A haunting meditation on aging and self-determination, And the Birds Rained Down, originally published in French as Il pleuvait des oiseaux, was the winner of the Prix des Cinq Continents de la Francophonie, the first Canadian title to win this honour. It was winner of the Prix des lecteurs Radio-Canada, the Prix des collégiens du Québec, the Prix Ringuet 2012 and a finalist for the Grand Prix de la ville de Montréal.
– “Ru” by Kim Thuy (Fiction)
A runaway bestseller in Quebec, with foreign rights sold to 15 countries around the world, Kim Thúy’s Governor General’s Literary Award-winning Ru is a lullaby for Vietnam and a love letter to a new homeland.
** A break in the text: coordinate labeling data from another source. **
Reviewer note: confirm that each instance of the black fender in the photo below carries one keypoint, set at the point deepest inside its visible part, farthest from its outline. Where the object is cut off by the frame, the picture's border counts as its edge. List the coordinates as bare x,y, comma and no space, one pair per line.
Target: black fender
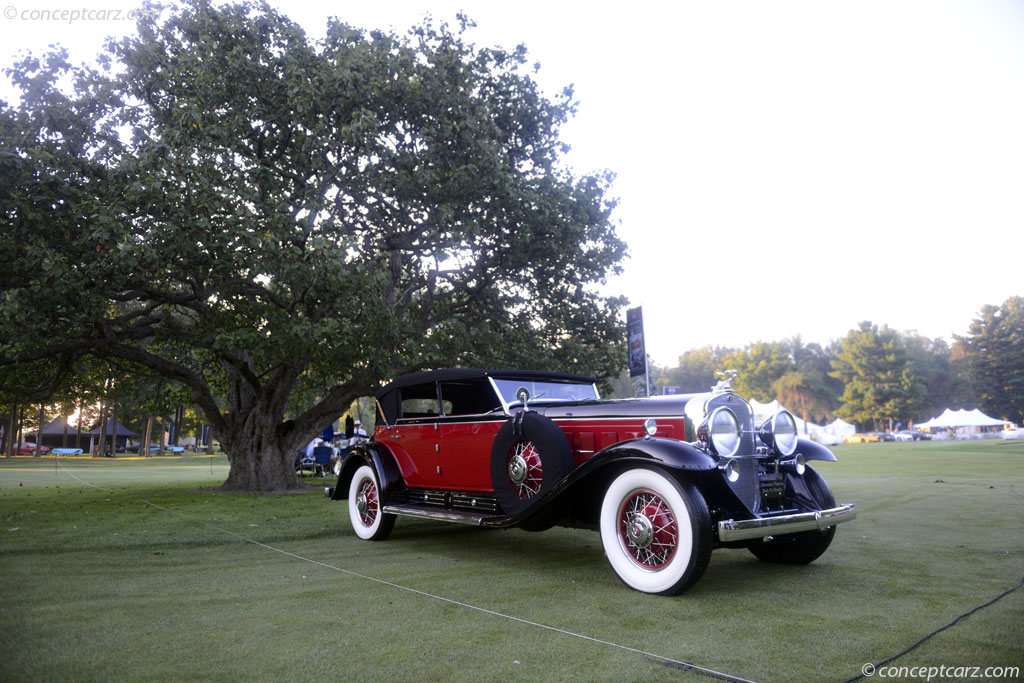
669,452
814,451
601,467
383,462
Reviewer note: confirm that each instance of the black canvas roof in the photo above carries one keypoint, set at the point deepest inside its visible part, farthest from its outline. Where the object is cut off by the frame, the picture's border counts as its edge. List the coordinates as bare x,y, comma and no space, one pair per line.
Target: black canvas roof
450,374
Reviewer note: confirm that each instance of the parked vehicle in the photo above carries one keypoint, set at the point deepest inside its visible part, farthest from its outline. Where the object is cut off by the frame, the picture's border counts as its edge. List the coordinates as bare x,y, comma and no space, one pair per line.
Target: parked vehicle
137,447
664,480
29,449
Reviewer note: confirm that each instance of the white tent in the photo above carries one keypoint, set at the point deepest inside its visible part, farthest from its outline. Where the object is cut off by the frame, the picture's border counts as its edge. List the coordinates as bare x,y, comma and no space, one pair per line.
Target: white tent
955,419
963,424
841,428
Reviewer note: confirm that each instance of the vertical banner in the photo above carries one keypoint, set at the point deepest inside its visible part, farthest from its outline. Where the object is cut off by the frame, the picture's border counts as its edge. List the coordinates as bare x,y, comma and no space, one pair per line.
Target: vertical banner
634,332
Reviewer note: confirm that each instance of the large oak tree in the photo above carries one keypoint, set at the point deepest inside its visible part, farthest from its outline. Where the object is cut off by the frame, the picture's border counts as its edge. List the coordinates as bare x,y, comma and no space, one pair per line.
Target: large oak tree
254,214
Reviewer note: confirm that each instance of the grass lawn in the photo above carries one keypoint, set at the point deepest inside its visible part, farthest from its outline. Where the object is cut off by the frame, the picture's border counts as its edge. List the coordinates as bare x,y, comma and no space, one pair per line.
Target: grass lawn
144,575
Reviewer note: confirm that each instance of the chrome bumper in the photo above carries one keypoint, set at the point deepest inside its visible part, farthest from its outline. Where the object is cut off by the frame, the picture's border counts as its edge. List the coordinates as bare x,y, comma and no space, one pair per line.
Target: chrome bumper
742,529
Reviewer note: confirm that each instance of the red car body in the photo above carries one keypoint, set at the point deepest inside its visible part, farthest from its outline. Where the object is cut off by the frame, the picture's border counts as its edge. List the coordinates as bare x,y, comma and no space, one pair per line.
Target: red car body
665,480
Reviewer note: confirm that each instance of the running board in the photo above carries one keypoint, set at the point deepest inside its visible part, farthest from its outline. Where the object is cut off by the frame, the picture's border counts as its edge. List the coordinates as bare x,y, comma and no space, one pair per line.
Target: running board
440,514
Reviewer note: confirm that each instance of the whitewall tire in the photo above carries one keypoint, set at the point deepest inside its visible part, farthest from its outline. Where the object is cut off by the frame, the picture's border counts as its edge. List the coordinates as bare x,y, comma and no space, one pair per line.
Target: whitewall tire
365,506
655,531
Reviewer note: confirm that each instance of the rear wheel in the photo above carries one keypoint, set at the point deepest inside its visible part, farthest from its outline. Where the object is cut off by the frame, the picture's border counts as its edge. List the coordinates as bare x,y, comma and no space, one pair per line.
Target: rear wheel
369,520
655,531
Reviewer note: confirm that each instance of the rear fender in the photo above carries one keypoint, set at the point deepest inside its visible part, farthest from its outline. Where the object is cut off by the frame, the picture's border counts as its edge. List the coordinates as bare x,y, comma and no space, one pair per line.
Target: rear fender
813,451
383,462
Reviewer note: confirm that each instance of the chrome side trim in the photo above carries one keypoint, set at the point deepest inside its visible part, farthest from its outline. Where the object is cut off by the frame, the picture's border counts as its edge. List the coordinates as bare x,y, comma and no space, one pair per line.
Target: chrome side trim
743,529
435,513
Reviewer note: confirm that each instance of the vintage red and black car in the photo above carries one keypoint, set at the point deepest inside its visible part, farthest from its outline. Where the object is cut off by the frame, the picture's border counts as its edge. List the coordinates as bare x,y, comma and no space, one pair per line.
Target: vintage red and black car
664,479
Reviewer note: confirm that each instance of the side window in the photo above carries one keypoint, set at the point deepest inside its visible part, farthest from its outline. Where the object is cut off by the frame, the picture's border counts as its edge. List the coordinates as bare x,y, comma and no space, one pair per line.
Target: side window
419,400
469,397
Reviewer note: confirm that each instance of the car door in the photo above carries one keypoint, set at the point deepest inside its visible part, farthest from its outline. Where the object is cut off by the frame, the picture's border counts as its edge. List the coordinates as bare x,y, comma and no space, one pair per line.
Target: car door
414,437
470,420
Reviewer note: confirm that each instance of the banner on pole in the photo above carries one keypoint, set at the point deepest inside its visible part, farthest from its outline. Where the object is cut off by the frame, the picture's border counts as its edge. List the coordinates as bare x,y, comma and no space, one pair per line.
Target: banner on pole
634,333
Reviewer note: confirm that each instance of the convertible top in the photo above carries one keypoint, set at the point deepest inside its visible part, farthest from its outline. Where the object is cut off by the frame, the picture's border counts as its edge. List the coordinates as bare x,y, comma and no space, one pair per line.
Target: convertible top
450,374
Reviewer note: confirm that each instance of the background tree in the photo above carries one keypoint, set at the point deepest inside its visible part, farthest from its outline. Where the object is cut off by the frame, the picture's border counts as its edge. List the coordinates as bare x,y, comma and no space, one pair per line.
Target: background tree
695,371
881,384
805,393
993,349
249,214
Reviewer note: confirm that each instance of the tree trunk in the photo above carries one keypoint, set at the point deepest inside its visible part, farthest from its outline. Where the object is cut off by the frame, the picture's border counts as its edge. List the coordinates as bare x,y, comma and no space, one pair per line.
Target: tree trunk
11,431
102,430
39,430
144,449
78,426
260,460
160,430
20,427
114,431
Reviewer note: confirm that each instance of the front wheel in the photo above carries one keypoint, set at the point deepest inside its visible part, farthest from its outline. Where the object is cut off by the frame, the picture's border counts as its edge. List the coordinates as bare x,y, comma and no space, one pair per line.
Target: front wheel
655,531
369,520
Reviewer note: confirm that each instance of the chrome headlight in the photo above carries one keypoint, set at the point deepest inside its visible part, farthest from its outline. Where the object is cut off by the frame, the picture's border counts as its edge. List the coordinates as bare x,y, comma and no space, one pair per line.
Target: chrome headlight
720,431
779,433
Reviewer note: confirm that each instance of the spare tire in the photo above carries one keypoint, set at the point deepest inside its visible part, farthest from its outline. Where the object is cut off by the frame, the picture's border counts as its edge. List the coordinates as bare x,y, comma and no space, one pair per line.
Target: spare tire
529,456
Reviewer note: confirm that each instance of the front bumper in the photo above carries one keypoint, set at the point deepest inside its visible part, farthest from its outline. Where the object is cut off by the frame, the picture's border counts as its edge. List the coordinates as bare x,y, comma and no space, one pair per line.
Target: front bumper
743,529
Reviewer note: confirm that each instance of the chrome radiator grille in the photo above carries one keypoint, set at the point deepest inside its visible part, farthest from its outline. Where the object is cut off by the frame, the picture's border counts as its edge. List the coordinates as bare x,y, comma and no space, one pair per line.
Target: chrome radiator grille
748,486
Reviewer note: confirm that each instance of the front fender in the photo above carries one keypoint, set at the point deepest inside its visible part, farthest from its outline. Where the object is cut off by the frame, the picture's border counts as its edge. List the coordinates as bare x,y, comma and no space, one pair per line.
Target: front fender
669,452
383,462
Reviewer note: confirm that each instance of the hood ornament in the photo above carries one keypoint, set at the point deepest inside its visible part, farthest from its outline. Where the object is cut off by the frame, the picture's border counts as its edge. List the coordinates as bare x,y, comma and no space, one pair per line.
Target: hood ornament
725,377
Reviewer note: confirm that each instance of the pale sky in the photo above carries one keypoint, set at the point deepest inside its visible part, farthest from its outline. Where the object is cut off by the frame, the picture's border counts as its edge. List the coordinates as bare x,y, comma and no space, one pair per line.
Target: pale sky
783,168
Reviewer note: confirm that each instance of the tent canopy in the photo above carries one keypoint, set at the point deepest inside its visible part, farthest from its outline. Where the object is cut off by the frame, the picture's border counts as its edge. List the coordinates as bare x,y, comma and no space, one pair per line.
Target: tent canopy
122,430
57,427
953,419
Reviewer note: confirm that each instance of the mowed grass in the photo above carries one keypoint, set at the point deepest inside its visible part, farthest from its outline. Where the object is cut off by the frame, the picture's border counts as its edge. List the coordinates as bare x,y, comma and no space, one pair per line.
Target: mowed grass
150,577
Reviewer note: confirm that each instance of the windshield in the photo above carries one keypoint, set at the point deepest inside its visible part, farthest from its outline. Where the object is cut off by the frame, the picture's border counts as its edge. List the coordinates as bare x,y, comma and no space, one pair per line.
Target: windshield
545,390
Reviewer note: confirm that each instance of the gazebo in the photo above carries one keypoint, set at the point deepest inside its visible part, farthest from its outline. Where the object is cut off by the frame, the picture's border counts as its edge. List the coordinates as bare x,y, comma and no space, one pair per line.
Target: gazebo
53,435
120,441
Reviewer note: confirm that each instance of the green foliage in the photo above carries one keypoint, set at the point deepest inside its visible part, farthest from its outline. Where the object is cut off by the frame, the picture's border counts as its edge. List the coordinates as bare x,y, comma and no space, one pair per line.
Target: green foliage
993,350
880,379
273,222
85,568
695,371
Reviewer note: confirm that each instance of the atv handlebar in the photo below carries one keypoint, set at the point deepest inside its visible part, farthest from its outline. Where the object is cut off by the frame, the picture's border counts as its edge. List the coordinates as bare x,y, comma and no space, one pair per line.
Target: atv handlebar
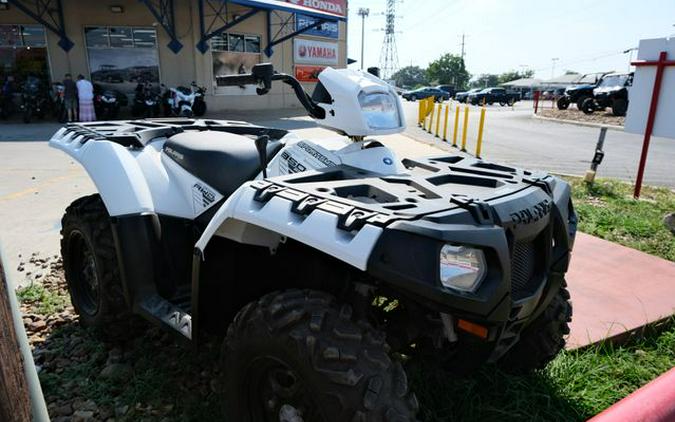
263,75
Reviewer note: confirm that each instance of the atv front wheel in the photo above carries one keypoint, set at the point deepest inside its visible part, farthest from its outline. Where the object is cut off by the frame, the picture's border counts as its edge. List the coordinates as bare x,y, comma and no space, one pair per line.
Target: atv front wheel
542,340
90,263
300,355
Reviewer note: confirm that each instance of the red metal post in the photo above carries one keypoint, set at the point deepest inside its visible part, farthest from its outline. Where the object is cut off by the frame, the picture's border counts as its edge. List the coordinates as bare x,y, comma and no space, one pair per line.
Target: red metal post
654,402
651,117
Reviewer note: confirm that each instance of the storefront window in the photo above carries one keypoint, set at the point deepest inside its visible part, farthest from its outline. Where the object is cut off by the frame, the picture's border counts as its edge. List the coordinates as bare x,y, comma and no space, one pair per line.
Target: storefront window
121,57
121,37
234,54
237,43
23,52
252,44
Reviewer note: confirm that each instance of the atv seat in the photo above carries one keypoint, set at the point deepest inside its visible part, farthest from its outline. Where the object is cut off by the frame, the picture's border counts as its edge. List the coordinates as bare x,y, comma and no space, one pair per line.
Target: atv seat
223,160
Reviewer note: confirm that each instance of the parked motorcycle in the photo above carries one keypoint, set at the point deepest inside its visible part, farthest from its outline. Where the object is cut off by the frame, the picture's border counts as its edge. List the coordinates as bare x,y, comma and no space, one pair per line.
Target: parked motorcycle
107,102
185,102
34,101
58,102
146,101
7,98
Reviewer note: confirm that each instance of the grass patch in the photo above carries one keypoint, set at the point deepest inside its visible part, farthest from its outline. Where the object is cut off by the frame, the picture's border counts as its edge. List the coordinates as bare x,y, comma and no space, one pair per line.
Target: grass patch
607,210
574,387
44,301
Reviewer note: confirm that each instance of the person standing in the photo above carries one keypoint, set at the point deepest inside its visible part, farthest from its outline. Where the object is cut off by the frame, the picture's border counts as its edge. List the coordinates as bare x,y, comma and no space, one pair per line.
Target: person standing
70,97
85,95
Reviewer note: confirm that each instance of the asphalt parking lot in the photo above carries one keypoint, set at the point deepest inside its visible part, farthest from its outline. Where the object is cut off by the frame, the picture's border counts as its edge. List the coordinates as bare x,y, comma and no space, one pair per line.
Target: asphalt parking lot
513,136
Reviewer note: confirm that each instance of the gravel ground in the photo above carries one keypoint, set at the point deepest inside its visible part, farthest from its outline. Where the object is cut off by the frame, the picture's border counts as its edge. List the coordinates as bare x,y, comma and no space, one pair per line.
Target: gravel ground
140,374
600,117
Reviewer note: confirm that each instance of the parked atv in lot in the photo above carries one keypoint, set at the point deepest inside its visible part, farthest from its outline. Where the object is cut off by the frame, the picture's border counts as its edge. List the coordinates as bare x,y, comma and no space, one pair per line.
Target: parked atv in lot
320,261
577,94
612,92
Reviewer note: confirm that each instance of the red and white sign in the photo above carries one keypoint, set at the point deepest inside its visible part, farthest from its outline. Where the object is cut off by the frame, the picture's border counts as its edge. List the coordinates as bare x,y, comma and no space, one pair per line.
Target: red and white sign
315,52
339,7
305,73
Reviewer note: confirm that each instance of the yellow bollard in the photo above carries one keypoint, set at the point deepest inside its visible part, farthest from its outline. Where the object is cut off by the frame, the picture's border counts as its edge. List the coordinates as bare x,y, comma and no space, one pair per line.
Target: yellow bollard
438,119
465,127
431,119
445,125
454,134
481,125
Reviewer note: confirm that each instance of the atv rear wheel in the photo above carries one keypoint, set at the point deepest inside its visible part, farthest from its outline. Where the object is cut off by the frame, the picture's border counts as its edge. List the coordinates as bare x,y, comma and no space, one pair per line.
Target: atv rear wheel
90,263
299,353
542,340
563,103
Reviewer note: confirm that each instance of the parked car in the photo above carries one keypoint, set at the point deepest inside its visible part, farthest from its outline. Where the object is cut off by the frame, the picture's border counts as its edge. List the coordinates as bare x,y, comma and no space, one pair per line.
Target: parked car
448,88
612,91
464,95
420,93
579,93
493,95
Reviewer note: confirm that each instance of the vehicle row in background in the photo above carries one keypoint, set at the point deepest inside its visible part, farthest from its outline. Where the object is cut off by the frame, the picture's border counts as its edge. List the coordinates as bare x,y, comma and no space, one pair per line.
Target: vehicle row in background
438,93
37,100
609,90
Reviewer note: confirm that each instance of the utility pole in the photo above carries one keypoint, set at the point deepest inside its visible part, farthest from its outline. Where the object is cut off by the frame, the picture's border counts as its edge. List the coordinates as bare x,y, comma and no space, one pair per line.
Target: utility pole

Ru. In Vietnamese it means lullaby; in French it is a small stream, but also signifies a flow – of tears, blood, money. Kim Thúy’s Ru is literature at its most crystalline: the flow of a life on the tides of unrest and on to more peaceful waters. In vignettes of exquisite clarity, sharp observation and sly wit, we are carried along on an unforgettable journey from a palatial residence in Saigon to a crowded and muddy Malaysian refugee camp, and onward to a new life in Quebec. There, the young girl feels the embrace of a new community, and revels in the chance to be part of the American Dream. As an adult, the waters become rough again: now a mother of two sons, she must learn to shape her love around the younger boy’s autism. Moving seamlessly from past to present, from history to memory and back again, Ru is a book that celebrates life in all its wonder: its moments of beauty and sensuality, brutality and sorrow, comfort and comedy.